2) Considering the potential application of the proposed framework in real-world scenarios, could you discuss the scalability of CDAN+SAM? How does the computational complexity scale with larger datasets, and are there any practical considerations or constraints in terms of hardware requirements for implementing this methodology in a real-world sensor network?

3) Could you elaborate on the sensitivity of CDAN+SAM to different magnitudes of drift? Does the methodology exhibit consistent effectiveness across various levels of drift, and are there specific conditions where its performance might be more or less pronounced?

4) Does the methodology exhibit general applicability to different types of sensors, or is it tailored specifically to electronic nose data? 

5) Could you please provide insights into potential future directions for research building upon this work? 

According to the above comments, I recommend a major revision.

Good luck.

Comments on the Quality of English Language

N/A

Author Response

Please see the attachment.

Author Response File: Author Response.pdf

Reviewer 2 Report

Comments and Suggestions for Authors

The paper presents interesting founding on algorithms for drift suppression. However some minjor revision needs to be done before publication.

First, too many abbreviations are used, making it very difficult for understanding. For example, CDAN and SAM are given in abstract without full name. Impossible to understand.  The same exists in the text.what does it mean of Ir in Table 3 and 6?

Second, no need to use abbreviations in Figures, such as P, F, C, D, FS,FT. Please use full name.

Thirdly, Figure 3 is impossible to read. Please adjust the size of notation.

Forthly, regarding figure 4 and 6, did you use 5-fold validation? Please add the error in the figure 4 and 6. The error and reliablity of the algorithms are needed.

 

 

 

Comments on the Quality of English Language

the english needs improvement. some errors like plural of noun and space (taken.carbon,formaldehyde in Line 2018, No spacing in keywords: Anti-drift,Electronic nose,Transfer learning,Deep learning) can be detected

Author Response

Please see the attachment.

Author Response File: Author Response.pdf

Reviewer 3 Report

Comments and Suggestions for Authors

The introductory sentence of the abstract should give general information about the subject of the article. Unfortunately, it wasn't a good opening sentence. Edit the second sentence.

There must be a space after the period at the end of the sentence. Check out the full article.

Give the meanings of CDAN+SAM and DANN and MDANN in the summary.

The texts on the axes of the graphs in Figure 3 and Figure 5 are not readable.
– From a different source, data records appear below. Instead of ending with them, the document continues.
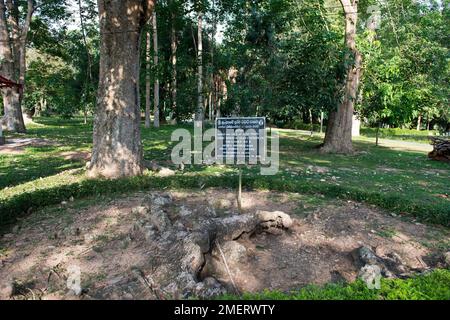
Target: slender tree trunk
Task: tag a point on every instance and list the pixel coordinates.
(13, 38)
(147, 80)
(117, 150)
(173, 59)
(155, 62)
(378, 133)
(89, 60)
(199, 115)
(321, 121)
(338, 136)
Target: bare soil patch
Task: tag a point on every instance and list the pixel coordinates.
(179, 244)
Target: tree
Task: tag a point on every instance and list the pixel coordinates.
(13, 38)
(199, 114)
(117, 150)
(156, 111)
(147, 79)
(173, 59)
(338, 136)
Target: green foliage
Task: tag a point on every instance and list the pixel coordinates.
(406, 69)
(431, 286)
(400, 134)
(403, 188)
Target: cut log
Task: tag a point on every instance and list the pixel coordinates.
(441, 149)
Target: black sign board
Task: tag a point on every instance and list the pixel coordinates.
(240, 140)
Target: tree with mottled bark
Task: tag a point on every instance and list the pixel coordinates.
(13, 39)
(147, 79)
(173, 61)
(199, 114)
(338, 137)
(156, 106)
(117, 150)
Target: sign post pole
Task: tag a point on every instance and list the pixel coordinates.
(240, 190)
(240, 140)
(2, 138)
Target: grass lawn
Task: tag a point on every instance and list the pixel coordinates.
(402, 181)
(432, 286)
(405, 182)
(400, 134)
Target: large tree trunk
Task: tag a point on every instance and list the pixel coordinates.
(173, 58)
(13, 65)
(13, 110)
(89, 66)
(147, 80)
(199, 115)
(155, 61)
(117, 150)
(338, 136)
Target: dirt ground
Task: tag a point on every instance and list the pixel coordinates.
(97, 238)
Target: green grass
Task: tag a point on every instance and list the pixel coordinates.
(432, 286)
(400, 181)
(400, 134)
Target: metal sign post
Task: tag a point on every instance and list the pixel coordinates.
(240, 141)
(2, 138)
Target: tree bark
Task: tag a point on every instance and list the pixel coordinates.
(155, 62)
(173, 59)
(89, 60)
(199, 115)
(147, 80)
(338, 136)
(117, 150)
(13, 38)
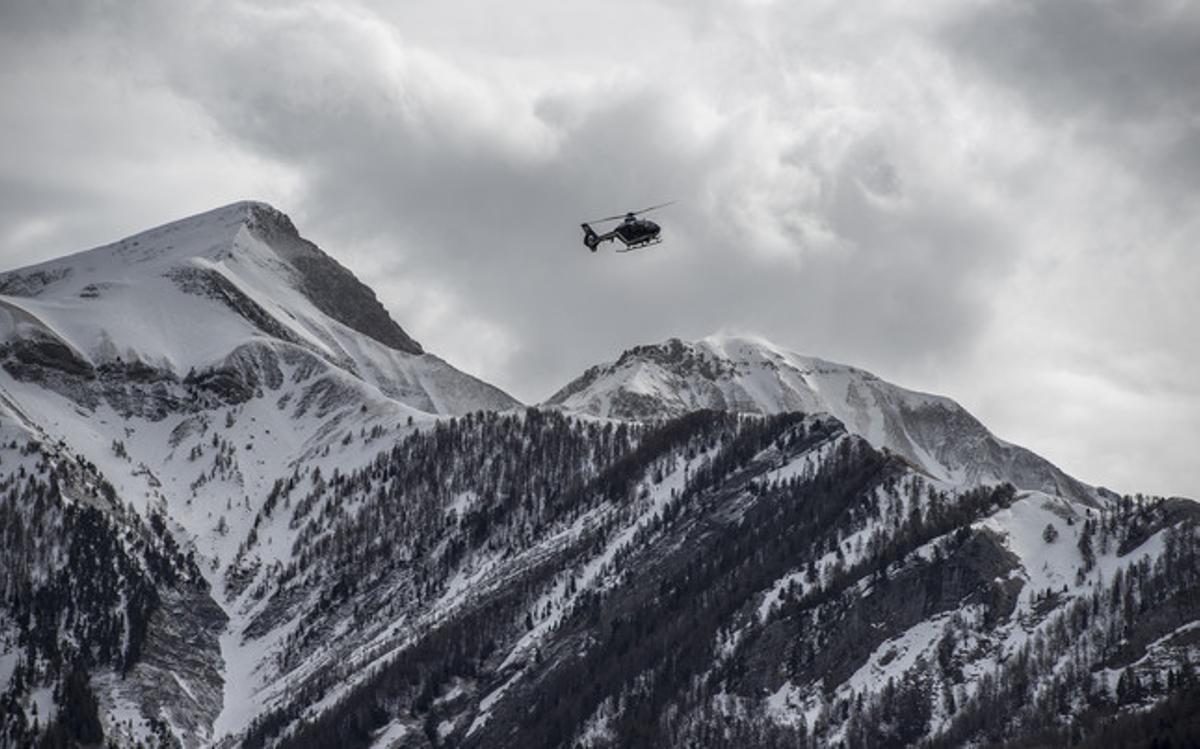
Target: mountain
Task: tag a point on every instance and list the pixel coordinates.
(240, 507)
(754, 376)
(216, 301)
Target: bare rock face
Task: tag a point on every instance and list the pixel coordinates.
(330, 286)
(178, 678)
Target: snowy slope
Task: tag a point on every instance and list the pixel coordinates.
(755, 376)
(193, 366)
(185, 297)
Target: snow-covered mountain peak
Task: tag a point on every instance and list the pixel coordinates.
(203, 293)
(751, 375)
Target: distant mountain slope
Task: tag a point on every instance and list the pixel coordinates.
(754, 376)
(197, 295)
(240, 507)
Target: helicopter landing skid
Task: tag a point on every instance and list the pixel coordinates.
(640, 246)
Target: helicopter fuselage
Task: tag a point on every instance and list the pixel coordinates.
(634, 233)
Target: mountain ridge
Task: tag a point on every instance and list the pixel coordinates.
(262, 526)
(750, 375)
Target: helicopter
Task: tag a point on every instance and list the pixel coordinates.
(635, 233)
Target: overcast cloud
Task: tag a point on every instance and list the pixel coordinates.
(990, 201)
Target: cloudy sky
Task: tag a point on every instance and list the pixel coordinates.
(990, 201)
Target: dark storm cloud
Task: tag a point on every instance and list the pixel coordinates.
(1125, 76)
(945, 193)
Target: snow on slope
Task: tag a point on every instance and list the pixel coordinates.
(186, 295)
(197, 364)
(755, 376)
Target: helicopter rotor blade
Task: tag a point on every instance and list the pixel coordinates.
(619, 216)
(645, 210)
(607, 219)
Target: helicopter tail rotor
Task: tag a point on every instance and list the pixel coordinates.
(591, 238)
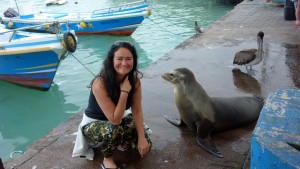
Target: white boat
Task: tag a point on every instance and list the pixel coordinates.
(32, 59)
(56, 2)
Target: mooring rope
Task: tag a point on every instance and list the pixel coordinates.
(82, 64)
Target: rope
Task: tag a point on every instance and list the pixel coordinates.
(82, 64)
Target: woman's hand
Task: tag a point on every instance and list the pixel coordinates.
(143, 147)
(125, 85)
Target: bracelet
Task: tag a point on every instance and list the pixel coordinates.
(125, 91)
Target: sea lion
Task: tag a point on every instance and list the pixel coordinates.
(205, 114)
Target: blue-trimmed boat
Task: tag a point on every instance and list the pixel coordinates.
(120, 20)
(32, 59)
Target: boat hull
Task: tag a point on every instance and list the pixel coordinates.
(33, 62)
(35, 69)
(118, 22)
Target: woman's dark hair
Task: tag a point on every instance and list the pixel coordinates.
(108, 72)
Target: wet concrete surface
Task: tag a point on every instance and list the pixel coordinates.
(209, 55)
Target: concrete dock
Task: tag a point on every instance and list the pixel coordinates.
(209, 55)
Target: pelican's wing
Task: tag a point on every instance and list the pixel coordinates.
(244, 56)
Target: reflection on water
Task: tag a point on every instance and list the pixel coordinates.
(24, 110)
(19, 111)
(245, 82)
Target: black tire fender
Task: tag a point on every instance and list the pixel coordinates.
(70, 41)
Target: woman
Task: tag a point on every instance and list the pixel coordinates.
(297, 6)
(116, 89)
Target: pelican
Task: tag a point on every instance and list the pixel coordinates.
(250, 57)
(197, 28)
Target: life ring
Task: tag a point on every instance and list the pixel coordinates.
(70, 41)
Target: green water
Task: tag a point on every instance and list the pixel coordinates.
(27, 114)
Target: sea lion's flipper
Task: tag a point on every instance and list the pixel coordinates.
(204, 128)
(174, 120)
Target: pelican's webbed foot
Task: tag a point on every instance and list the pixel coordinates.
(174, 120)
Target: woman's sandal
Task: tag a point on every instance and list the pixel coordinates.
(103, 167)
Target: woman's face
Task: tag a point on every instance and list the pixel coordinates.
(123, 61)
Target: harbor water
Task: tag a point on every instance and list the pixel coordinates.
(27, 114)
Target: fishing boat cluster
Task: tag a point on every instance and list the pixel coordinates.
(32, 45)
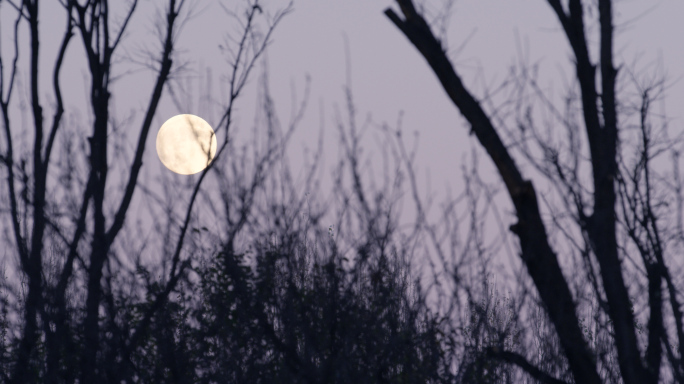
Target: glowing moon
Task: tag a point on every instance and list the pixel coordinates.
(186, 144)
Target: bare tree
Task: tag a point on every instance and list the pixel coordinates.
(621, 199)
(65, 224)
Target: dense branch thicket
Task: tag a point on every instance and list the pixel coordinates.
(235, 275)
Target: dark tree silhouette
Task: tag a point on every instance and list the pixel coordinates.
(620, 200)
(66, 223)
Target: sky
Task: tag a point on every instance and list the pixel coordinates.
(484, 38)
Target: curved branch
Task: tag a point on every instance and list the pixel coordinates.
(540, 260)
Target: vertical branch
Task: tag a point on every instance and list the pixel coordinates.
(540, 260)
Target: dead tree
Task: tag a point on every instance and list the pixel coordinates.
(600, 226)
(82, 242)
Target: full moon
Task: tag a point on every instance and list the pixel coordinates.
(186, 144)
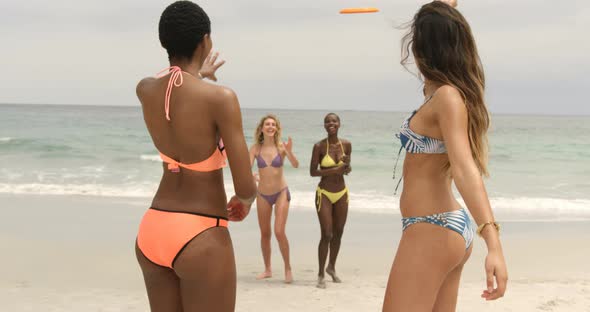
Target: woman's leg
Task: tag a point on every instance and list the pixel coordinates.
(446, 300)
(325, 218)
(339, 215)
(426, 254)
(281, 214)
(207, 272)
(162, 285)
(264, 215)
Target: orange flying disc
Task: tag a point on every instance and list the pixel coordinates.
(358, 10)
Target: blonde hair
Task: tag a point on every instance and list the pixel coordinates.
(259, 136)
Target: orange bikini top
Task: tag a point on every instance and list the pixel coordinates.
(217, 159)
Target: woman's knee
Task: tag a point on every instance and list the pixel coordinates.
(327, 236)
(280, 234)
(265, 234)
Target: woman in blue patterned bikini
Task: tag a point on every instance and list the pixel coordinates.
(270, 152)
(445, 140)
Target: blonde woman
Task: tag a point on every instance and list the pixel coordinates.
(270, 152)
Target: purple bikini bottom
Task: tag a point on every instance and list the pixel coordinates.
(272, 198)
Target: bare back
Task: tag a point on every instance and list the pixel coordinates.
(427, 184)
(190, 136)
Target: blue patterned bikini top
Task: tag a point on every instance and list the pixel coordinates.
(416, 143)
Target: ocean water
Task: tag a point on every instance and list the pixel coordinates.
(540, 165)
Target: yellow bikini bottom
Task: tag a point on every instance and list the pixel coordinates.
(332, 197)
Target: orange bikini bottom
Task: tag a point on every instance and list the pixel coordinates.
(164, 234)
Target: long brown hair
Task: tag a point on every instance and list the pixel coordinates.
(259, 136)
(445, 52)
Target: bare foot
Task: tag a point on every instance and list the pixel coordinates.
(332, 273)
(265, 274)
(321, 283)
(288, 277)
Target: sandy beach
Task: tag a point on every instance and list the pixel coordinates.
(64, 253)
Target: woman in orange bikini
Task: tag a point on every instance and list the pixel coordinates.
(270, 153)
(183, 245)
(332, 155)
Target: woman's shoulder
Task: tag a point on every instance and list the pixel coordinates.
(448, 100)
(320, 143)
(144, 85)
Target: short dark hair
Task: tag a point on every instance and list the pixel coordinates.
(332, 114)
(182, 27)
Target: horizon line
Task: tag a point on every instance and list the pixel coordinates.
(296, 109)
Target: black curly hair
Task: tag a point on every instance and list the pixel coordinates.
(183, 25)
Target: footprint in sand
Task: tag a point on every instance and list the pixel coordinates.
(551, 304)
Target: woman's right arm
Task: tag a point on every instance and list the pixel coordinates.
(453, 121)
(314, 169)
(229, 122)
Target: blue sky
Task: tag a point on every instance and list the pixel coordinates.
(293, 54)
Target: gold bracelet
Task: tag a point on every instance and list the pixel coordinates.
(483, 225)
(247, 201)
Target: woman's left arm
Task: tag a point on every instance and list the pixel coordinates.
(348, 156)
(288, 148)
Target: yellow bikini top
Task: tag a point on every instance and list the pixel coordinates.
(327, 161)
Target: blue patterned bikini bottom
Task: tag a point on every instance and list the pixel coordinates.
(457, 221)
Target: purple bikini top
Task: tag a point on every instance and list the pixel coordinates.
(276, 162)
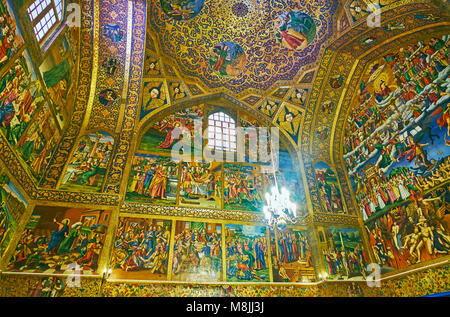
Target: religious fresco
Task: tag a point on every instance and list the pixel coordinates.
(182, 10)
(299, 97)
(396, 141)
(247, 254)
(20, 96)
(141, 249)
(344, 254)
(152, 66)
(303, 27)
(154, 96)
(153, 179)
(243, 187)
(58, 69)
(227, 59)
(329, 192)
(90, 159)
(159, 138)
(295, 30)
(11, 36)
(39, 141)
(197, 254)
(177, 91)
(12, 207)
(412, 233)
(291, 256)
(201, 185)
(289, 119)
(289, 179)
(60, 240)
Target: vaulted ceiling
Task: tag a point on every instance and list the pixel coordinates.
(276, 38)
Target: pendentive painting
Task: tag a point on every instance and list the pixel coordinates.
(247, 254)
(200, 185)
(197, 254)
(89, 162)
(141, 249)
(61, 240)
(12, 207)
(411, 234)
(291, 256)
(159, 138)
(153, 179)
(344, 255)
(39, 141)
(20, 96)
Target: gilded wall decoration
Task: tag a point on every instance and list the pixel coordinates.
(259, 22)
(113, 42)
(121, 152)
(423, 283)
(60, 240)
(58, 161)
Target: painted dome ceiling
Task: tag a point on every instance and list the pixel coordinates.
(241, 44)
In order to better understand this article, a flow diagram must be drawn for the processes performed.

I found the conclusions part of the study very inadequate.

At the end of the introduction section, the contributions of the study to the literature should be given in detail. “Chongqing University[40].” There must be a space before the reference. There are many errors like this in the article. Please check.

The article must be language checked.

Two datasets were used in the article. Accordingly, two different sets of results were obtained. These results are given comparatively. But it should be explained with reasons. So there should be more comments in the Results section. The study is not explained in detail. Frankly, what was said did not satisfy me.

Comments on the Quality of English Language

Language and spelling must be checked.

Author Response

Please see the attachment.

Author Response File: Author Response.pdf

Round 2

Reviewer 3 Report

Comments and Suggestions for Authors

The requested changes have been made. The article is acceptable in its current state.